Given the omnipresence of smartphone technology in our everyday lives it is little wonder paranoid techno-thrillers proliferate the big screen. Back in the Sixties Theodore J. Bikel's masterful satire The President's Analyst (1967) posited a scenario wherein the phone company manipulated the Cold War and society at large to its own advantage. The more recent wave of phone-based horror films have gone a step further, replacing sinister conglomerates with even more dehumanized and malevolent techno threats. Notably teen-aimed J-horror fare such as Kiyoshi Kurosawa's Pulse (2001) and Takashi Miike's One Missed Call (2003), both of which were poorly remade for the Anglo-American market, and the Stephen King adaptation Cell (2016). App, a slight but slickly entertaining Dutch production, first played theatres in Holland with a gimmick worthy of legendary schlockmeister William Castle. Viewers could download an app that would interact with the film in real time. The app supposedly delivered additional information expanding the story and characters while also providing alternate camera angles for key scenes. Of course cynics may wonder why not simply include those in the film itself. Not to mention that most dedicated film fans abhor people playing with their phones during a movie.

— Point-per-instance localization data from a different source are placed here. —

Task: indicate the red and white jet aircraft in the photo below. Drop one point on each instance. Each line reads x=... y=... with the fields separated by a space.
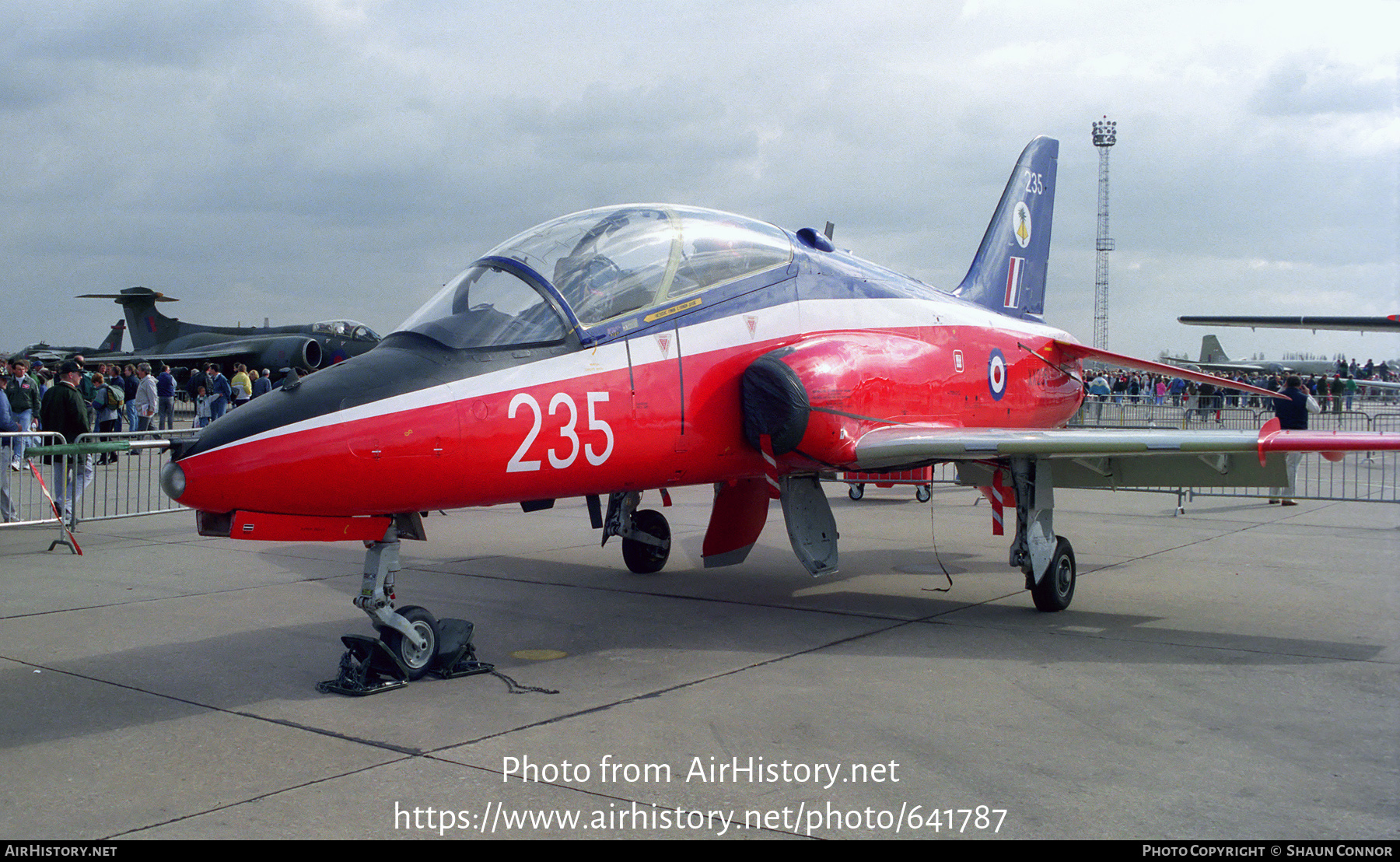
x=647 y=346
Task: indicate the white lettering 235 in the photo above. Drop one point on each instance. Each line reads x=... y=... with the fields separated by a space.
x=559 y=462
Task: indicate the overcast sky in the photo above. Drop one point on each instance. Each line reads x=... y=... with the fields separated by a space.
x=303 y=159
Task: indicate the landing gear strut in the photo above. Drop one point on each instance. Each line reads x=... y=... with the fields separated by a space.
x=411 y=643
x=1048 y=560
x=646 y=536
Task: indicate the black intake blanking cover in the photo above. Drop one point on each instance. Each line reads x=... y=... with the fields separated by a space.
x=775 y=402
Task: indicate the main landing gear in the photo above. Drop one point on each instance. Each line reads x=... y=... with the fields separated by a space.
x=411 y=644
x=1048 y=560
x=646 y=536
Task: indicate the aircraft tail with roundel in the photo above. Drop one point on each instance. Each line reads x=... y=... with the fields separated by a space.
x=1008 y=275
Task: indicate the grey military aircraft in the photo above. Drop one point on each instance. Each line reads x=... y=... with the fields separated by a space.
x=171 y=340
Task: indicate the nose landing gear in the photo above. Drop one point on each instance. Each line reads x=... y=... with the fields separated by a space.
x=411 y=644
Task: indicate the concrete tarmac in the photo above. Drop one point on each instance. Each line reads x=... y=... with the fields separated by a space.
x=1228 y=674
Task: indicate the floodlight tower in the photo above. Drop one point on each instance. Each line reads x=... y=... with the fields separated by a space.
x=1105 y=135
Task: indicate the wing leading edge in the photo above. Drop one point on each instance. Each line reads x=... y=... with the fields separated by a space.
x=1189 y=458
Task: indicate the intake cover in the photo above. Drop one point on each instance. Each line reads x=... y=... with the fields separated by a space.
x=775 y=402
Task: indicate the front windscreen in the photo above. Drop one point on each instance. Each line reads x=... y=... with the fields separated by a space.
x=488 y=307
x=614 y=261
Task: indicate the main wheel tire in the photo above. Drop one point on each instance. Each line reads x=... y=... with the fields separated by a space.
x=642 y=557
x=1056 y=588
x=418 y=661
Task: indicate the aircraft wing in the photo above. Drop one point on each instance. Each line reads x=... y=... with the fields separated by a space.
x=1095 y=458
x=1084 y=352
x=1350 y=324
x=272 y=352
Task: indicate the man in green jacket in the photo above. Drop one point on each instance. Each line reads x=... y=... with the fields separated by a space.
x=66 y=412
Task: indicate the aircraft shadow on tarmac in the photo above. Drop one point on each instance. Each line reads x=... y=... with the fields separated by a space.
x=566 y=611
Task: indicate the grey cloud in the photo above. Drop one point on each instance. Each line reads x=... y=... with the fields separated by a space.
x=1311 y=84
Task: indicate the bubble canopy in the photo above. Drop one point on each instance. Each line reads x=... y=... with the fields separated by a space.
x=587 y=269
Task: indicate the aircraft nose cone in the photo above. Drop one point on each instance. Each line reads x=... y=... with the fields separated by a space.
x=296 y=445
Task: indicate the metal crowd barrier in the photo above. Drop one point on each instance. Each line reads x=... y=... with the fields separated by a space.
x=110 y=483
x=126 y=485
x=21 y=500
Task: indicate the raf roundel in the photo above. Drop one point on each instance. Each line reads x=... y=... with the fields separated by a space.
x=997 y=374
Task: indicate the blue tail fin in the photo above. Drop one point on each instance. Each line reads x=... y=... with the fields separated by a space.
x=1008 y=275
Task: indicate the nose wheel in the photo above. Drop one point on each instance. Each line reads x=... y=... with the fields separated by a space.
x=411 y=644
x=416 y=657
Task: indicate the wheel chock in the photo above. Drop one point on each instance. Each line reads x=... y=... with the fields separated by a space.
x=457 y=655
x=367 y=668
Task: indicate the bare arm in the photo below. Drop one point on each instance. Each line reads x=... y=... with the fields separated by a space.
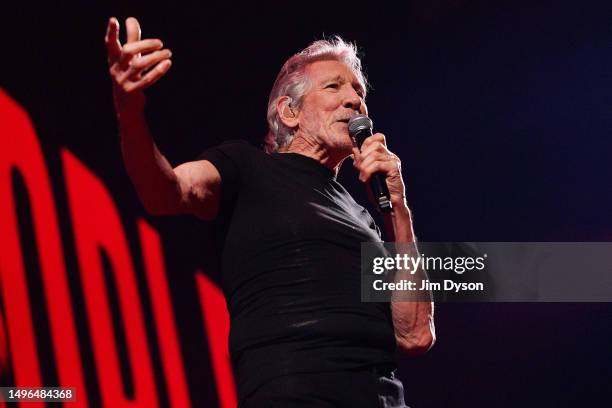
x=192 y=187
x=413 y=321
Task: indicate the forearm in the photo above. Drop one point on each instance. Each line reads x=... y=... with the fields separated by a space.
x=152 y=175
x=412 y=318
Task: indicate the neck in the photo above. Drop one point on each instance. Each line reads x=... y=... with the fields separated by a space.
x=327 y=157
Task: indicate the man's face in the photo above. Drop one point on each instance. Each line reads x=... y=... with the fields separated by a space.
x=334 y=96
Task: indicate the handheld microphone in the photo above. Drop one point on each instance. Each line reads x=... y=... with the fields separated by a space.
x=360 y=127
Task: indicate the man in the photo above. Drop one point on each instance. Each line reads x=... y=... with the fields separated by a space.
x=300 y=336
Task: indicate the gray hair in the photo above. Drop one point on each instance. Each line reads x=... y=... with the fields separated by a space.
x=293 y=82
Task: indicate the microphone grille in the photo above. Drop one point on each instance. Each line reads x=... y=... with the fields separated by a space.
x=359 y=122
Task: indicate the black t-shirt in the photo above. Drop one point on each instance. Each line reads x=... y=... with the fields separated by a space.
x=291 y=268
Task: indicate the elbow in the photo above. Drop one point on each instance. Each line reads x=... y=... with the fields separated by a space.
x=415 y=344
x=158 y=208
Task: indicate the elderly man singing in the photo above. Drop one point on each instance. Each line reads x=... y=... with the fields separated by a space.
x=300 y=336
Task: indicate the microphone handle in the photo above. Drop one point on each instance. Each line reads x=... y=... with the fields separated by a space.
x=378 y=183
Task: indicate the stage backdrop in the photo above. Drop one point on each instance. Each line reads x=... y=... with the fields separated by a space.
x=499 y=112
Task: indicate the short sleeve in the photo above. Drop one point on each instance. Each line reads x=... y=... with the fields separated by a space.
x=233 y=160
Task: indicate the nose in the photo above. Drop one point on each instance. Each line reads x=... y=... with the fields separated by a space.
x=352 y=100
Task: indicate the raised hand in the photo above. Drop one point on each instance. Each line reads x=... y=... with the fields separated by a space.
x=134 y=66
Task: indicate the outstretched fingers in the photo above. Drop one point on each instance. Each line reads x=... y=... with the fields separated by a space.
x=150 y=77
x=113 y=46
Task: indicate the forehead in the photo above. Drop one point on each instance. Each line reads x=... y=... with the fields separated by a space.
x=320 y=71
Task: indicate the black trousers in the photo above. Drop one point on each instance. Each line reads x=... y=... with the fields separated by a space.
x=371 y=388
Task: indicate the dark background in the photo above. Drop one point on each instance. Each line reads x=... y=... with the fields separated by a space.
x=500 y=111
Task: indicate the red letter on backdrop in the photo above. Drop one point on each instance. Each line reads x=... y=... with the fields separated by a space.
x=164 y=317
x=97 y=226
x=216 y=320
x=20 y=150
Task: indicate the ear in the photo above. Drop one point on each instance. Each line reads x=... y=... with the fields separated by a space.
x=287 y=114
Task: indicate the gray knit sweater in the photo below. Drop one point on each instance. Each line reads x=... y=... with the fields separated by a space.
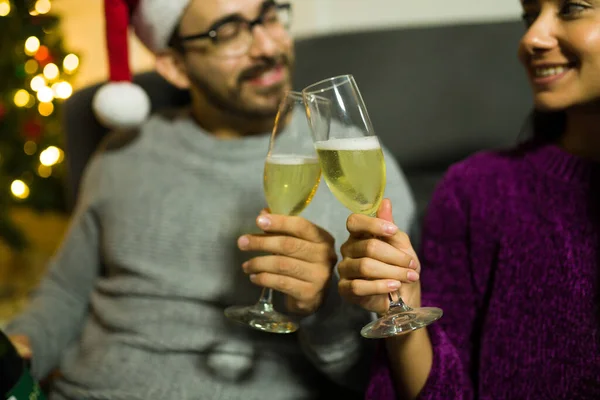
x=132 y=306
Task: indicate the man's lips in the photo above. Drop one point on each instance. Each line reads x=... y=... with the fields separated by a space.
x=268 y=77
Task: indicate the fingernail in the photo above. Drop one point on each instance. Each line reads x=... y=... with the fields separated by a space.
x=390 y=229
x=263 y=222
x=394 y=285
x=243 y=242
x=412 y=276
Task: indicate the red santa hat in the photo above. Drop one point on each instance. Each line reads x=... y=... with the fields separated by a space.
x=121 y=103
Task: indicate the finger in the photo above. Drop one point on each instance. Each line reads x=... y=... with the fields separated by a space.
x=288 y=246
x=359 y=225
x=293 y=226
x=379 y=250
x=286 y=266
x=22 y=346
x=297 y=289
x=362 y=288
x=385 y=211
x=370 y=269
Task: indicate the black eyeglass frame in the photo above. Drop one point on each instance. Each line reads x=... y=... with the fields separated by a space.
x=212 y=33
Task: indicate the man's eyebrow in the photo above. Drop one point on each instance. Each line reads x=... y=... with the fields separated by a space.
x=237 y=16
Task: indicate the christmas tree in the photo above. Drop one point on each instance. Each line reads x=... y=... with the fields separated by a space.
x=35 y=71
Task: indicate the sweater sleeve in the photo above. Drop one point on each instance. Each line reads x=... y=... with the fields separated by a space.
x=58 y=306
x=448 y=255
x=331 y=337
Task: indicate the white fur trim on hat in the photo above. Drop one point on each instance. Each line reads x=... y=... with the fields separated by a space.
x=155 y=20
x=121 y=105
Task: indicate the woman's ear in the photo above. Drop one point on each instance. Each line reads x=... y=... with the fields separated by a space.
x=170 y=65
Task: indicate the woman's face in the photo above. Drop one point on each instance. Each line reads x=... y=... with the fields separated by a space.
x=561 y=52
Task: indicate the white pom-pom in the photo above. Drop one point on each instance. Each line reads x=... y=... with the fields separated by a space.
x=121 y=105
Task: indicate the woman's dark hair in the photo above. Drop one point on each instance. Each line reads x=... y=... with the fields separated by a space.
x=175 y=41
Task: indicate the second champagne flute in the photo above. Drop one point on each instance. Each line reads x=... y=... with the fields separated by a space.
x=291 y=178
x=354 y=170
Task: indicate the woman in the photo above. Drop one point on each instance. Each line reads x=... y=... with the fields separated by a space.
x=510 y=246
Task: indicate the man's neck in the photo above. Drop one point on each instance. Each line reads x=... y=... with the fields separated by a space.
x=582 y=134
x=227 y=125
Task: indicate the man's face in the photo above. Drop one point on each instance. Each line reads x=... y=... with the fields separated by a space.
x=244 y=72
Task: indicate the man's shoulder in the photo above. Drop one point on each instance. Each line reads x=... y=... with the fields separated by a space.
x=128 y=138
x=119 y=140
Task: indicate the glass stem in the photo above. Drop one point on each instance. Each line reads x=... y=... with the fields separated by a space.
x=397 y=302
x=266 y=297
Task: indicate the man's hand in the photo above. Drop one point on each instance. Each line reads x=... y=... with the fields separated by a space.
x=22 y=345
x=301 y=261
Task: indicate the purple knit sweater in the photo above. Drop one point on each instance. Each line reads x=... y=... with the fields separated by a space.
x=511 y=253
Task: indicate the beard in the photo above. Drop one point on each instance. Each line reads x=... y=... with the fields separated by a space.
x=236 y=100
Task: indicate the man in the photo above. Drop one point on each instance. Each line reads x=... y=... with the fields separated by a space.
x=132 y=307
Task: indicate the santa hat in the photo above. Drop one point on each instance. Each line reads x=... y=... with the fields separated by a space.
x=121 y=103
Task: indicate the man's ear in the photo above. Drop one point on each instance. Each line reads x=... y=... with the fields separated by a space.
x=170 y=66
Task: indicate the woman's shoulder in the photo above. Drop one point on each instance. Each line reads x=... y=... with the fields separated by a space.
x=486 y=175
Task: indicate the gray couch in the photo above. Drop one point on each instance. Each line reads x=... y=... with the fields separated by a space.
x=435 y=94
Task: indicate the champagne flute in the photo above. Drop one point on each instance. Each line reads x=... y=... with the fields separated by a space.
x=291 y=178
x=354 y=169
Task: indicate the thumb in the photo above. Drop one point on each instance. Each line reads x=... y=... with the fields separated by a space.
x=385 y=211
x=21 y=344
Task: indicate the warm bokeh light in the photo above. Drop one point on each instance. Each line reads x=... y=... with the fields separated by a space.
x=22 y=98
x=71 y=63
x=51 y=156
x=44 y=171
x=45 y=95
x=42 y=54
x=45 y=109
x=37 y=82
x=43 y=6
x=19 y=189
x=32 y=45
x=51 y=71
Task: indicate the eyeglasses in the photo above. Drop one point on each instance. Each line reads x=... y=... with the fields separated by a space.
x=232 y=36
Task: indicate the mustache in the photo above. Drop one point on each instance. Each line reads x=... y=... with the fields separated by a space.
x=264 y=64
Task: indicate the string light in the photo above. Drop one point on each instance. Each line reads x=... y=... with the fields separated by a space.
x=31 y=67
x=45 y=95
x=45 y=109
x=4 y=8
x=31 y=102
x=32 y=45
x=70 y=63
x=22 y=98
x=19 y=189
x=38 y=82
x=42 y=54
x=44 y=171
x=43 y=6
x=51 y=71
x=62 y=90
x=51 y=156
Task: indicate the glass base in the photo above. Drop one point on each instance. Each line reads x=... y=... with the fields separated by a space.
x=263 y=317
x=399 y=321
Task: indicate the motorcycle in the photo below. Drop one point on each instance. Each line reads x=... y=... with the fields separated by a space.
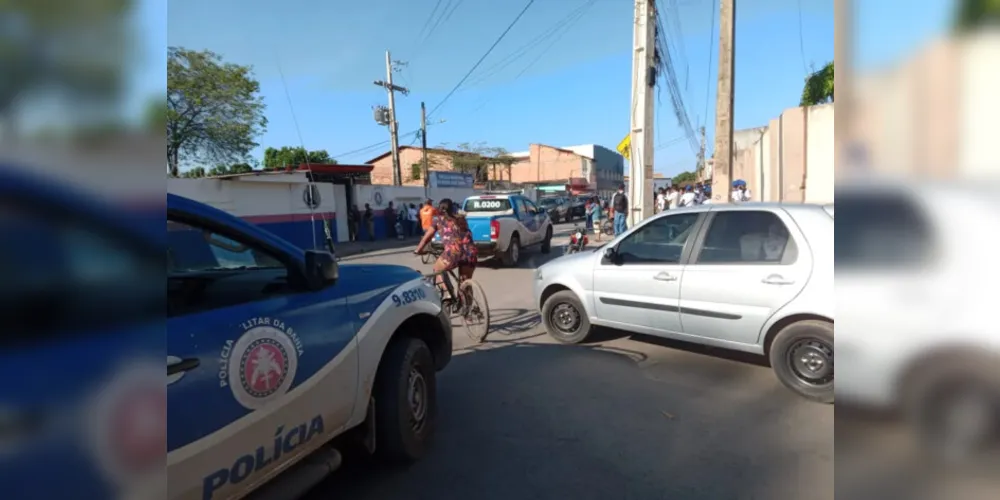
x=577 y=240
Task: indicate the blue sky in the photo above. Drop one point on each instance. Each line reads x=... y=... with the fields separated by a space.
x=576 y=93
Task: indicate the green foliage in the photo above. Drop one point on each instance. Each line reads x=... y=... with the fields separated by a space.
x=819 y=87
x=214 y=109
x=971 y=15
x=685 y=178
x=293 y=157
x=478 y=158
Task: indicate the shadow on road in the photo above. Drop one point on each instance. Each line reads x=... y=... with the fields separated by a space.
x=522 y=420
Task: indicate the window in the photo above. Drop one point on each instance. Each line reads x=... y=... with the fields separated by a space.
x=195 y=250
x=64 y=273
x=745 y=237
x=658 y=242
x=881 y=230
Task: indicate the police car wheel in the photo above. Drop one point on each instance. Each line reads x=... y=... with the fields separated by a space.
x=565 y=318
x=547 y=242
x=801 y=356
x=405 y=401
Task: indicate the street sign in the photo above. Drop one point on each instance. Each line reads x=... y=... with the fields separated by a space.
x=625 y=147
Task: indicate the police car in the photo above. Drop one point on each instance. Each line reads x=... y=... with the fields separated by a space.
x=503 y=223
x=273 y=351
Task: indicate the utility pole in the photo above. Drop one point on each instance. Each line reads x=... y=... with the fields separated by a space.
x=643 y=81
x=397 y=175
x=423 y=146
x=701 y=158
x=723 y=167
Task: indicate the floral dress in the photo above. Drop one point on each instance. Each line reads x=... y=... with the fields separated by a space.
x=459 y=249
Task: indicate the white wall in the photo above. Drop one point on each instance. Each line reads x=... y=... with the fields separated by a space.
x=405 y=194
x=820 y=155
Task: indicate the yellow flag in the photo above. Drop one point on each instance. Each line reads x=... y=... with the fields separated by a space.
x=625 y=147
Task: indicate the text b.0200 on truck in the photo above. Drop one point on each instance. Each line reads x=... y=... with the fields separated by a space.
x=274 y=351
x=503 y=224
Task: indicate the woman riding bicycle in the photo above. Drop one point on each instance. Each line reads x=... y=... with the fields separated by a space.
x=459 y=249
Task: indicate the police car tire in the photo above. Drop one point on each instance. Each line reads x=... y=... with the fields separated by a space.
x=395 y=439
x=569 y=298
x=778 y=355
x=547 y=242
x=509 y=257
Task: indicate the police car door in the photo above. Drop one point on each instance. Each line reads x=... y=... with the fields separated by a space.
x=258 y=372
x=528 y=221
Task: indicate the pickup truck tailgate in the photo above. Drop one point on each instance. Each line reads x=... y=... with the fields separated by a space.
x=480 y=227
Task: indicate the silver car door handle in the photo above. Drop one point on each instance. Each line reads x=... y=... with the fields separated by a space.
x=777 y=279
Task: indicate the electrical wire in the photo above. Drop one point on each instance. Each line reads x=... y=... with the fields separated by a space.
x=556 y=31
x=481 y=59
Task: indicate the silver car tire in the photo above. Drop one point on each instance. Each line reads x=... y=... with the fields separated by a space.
x=565 y=319
x=801 y=356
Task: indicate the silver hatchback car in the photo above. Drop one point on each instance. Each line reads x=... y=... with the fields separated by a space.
x=753 y=277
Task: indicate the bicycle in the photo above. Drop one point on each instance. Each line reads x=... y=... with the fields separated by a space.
x=430 y=255
x=465 y=304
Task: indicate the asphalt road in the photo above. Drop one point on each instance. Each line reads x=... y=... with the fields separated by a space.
x=622 y=418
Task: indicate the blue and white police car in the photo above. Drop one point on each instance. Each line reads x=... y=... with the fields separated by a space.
x=273 y=351
x=504 y=223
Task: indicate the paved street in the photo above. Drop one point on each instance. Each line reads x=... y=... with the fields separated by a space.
x=636 y=418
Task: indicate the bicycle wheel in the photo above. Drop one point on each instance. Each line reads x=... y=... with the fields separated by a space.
x=475 y=310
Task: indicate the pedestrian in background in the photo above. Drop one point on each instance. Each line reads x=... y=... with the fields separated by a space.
x=369 y=220
x=390 y=221
x=353 y=219
x=620 y=205
x=411 y=217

Misguided gimmicks aside App at least has the good sense to craft engaging, likable characters before plunging them into an absurd techno-paranoid plot. Gifted Dutch actress Hanna Hoekstre elevates the material with her intense performance. Sort of a lightweight teen-friendly variant of Lisbeth Salander, the iconoclastic young protagonist at the centre of The Girl with the Dragon Tattoo (2009) and its sequels/remakes, Anna is a pleasingly strong heroine who grows increasingly bad-ass as events escalate. To his credit screenwriter Robert Arthur Jansen taps into some very real teenage fears regarding the abuse of social media and having one's most private secrets exposed to the world. Unfortunately App is either overly reliant on its plot-clarifying gimmick or else simply fails to give its paranoid ideas room to breathe. The plot too often skirts absurdity whenever IRIS (portrayed as a freaky CGI floating head) pulls silly faces. It is also riddled with holes. Why aren't the police more suspicious of Anna given she is present at so many freak accidents?
Actor-turned-director Bobby Boermans is no Michael Bay and keeps the pace brisk with his stylish direction. He pulls off a few scenes that are creepy in concept yet undone by absurdly contrived murder set-pieces reminiscent of the over-praised Final Destination (2000). Hoekstre's grounded, emotive lead turn keeps the movie compelling even as the plot grows increasingly far-fetched. Alas, the film bows out refusing to tidy up several glaring loose ends with an ambiguous finale that just smacks of lazy writing.